Karen Tsujimoto, Senior Curator of Art at the Oakland Museum, juried the show and picked an array of work by 25 artists, culled down from over 200 submissions. Tsujimoto is a 25+ year veteran of the Bay Area art world, and an expert on California art. She has published books on Wayne Thiebaud, Joan Brown and Peter Voulkos, to name a few. She made her selections based on the artistic merit of each work in combination with the artist’s statement about how each piece relates to the theme of war.

Tsujimoto says she was impressed by the variety of war-related subject matter represented including WWII Japan, manifest destiny, women in the military, and the desaparecidos (the term for people kidnapped and murdered at the hands of various South American military dictatorships, never to be found by their loved ones). Each artist’s words are posted next to her piece to provide context and insight for the viewer.

Nuala Creed’s “Babes in Arms” ($1,600) are sweet ceramic babies outfitted with machine guns, helmets, and gas masks. Creed started this series after the irony of her participation in the 2002 White House Christmas Tree project struck her: three months after she took part in that innocent tradition we invaded Iraq. (The first babe in the series was sold to famous, droll, conceptual/message artist Jenny Holzer, whose most widely recognized work employs scrolling LED message signs as her canvas.)

Claudia Chapline of the eponymous Stinson Beach gallery (celebrating its 20th anniversary this year), did a wall installation of dozens of small crosses made of found materials ($150-$1,500). The dense aggregation of homespun devotional objects looks like those spontaneous shrines that show up at the site of tragic car accidents, gang killings, even the one for Diana that piled up outside Buckingham Palace in the immediate days after her death.

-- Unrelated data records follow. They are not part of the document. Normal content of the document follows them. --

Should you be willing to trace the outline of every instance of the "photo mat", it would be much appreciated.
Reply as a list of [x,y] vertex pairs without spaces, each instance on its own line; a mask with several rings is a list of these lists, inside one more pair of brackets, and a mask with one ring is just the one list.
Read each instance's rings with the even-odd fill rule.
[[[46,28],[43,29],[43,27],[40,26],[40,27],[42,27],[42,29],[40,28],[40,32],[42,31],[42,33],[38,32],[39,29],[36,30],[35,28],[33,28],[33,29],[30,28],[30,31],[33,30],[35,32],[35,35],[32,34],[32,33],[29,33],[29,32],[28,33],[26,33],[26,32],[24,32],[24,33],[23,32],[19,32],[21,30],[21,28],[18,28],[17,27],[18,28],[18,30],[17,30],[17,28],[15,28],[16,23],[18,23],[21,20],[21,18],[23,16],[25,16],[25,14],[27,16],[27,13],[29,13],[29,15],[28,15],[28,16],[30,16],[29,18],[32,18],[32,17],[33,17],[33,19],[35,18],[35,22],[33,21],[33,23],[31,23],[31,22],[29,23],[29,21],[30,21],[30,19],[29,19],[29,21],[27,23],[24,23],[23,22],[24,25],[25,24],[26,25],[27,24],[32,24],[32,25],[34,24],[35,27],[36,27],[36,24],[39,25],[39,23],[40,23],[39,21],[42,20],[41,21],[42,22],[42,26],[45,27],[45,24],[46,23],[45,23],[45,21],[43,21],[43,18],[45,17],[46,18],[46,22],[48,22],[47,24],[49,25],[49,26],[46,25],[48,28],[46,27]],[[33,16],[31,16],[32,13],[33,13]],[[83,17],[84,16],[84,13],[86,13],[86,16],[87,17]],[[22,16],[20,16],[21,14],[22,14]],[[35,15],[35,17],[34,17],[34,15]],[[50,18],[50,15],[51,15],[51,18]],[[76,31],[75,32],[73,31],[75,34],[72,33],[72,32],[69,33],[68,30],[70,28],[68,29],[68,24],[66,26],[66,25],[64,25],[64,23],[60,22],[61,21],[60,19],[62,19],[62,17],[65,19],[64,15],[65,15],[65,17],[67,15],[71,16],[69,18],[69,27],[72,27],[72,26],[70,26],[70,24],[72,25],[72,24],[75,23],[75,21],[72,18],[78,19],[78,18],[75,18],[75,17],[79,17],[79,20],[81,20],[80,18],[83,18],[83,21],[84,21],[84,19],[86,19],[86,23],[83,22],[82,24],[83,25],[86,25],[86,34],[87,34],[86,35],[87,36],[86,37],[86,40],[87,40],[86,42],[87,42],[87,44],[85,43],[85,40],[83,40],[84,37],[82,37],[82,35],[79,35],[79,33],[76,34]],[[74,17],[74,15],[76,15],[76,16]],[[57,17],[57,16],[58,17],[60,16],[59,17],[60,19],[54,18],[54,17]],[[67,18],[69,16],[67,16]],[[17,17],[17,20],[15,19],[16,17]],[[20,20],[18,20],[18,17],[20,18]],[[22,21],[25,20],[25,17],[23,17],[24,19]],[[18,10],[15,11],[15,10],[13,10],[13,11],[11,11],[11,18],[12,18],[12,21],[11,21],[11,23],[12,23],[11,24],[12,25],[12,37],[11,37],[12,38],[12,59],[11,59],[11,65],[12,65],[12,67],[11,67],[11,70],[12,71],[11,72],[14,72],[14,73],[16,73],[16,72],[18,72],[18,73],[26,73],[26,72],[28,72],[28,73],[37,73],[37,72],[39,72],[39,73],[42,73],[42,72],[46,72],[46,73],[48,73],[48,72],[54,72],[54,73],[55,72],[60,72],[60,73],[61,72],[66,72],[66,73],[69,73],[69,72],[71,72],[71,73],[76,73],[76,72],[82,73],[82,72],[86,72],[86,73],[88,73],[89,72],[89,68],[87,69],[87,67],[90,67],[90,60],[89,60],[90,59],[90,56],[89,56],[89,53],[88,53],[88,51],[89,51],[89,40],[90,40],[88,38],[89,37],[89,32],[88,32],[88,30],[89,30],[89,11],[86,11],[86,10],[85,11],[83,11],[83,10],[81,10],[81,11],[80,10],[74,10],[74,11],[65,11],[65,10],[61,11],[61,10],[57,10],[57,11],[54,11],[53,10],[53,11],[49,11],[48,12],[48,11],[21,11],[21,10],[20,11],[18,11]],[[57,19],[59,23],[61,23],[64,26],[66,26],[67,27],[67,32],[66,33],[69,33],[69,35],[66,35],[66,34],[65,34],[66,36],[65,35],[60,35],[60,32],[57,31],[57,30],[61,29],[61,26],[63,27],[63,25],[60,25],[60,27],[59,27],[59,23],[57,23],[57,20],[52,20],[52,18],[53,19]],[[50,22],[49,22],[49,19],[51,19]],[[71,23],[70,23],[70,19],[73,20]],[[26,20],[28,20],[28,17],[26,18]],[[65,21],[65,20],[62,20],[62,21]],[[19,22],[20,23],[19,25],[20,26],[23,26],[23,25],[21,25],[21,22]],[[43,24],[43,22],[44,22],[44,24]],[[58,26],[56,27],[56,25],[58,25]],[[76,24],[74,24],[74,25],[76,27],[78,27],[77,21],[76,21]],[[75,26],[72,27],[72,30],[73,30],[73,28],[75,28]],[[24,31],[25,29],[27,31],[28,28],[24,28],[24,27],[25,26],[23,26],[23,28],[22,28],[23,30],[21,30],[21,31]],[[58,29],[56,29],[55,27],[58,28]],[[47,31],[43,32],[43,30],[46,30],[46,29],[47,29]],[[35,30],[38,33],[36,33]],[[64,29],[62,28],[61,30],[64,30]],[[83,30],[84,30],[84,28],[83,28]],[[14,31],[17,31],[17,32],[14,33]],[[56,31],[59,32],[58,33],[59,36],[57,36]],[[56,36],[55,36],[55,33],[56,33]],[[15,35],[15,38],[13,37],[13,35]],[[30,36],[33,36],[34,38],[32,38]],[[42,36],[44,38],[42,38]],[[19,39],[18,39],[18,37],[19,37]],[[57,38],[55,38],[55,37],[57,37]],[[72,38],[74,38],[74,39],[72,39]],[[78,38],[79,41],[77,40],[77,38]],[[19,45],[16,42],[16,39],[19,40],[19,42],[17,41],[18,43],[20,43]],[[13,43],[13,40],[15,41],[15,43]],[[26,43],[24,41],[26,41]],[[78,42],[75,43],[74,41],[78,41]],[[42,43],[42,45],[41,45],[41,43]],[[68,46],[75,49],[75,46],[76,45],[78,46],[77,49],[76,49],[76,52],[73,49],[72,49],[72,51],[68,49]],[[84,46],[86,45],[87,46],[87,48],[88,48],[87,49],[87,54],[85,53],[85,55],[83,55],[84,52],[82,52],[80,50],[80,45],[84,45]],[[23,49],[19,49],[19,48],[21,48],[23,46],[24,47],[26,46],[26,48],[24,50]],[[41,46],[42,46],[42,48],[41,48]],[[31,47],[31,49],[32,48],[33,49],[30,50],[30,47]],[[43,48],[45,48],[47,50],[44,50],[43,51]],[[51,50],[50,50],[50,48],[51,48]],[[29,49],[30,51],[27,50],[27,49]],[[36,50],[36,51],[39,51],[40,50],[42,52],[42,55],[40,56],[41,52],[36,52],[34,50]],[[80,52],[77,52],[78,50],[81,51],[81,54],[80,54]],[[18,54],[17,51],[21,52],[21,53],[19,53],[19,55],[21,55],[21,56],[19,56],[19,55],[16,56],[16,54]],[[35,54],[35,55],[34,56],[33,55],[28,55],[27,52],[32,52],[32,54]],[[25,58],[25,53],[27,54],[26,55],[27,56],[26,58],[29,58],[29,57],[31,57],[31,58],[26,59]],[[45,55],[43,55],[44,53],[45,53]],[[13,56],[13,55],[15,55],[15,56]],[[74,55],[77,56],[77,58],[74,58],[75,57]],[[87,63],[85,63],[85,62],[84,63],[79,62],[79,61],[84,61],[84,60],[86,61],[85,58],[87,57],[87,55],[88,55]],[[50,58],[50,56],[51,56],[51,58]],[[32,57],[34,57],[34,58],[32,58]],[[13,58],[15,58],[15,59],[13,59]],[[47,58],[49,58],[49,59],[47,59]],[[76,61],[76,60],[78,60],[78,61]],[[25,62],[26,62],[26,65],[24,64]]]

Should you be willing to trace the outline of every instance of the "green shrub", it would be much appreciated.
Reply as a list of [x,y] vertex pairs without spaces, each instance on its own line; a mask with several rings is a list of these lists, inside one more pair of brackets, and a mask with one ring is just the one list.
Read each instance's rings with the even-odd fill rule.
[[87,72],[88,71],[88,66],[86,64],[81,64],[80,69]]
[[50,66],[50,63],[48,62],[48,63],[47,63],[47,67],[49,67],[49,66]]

"Nightmare 1,2,3,4" ($600) by Eileen Zevallos, is called out by the show’s organizers as a seminal piece in this artist’s maturing career. This hauntingly beautiful mixed media piece has a dreamlike quality; collaged photographed figures wander ghost-like through a watercolor crimson fog.

Also going on at the Mission Cultural Center is a retrospective of the work of Yolanda Lopez, an American Chicana, painter, printmaker, and filmmaker. Lopez was a student at S.F. State in the early 60s and the morals of the civil rights movement affected her deeply. Her work varies from the strong stuff of United Farm Workers strike propaganda to a loving celebration of her own family’s blue collar matriarchy. The connection between this exhibition and "Women on War" is that Lopez is the 2008 recipient of the Women’s Caucus for Art lifetime achievement award.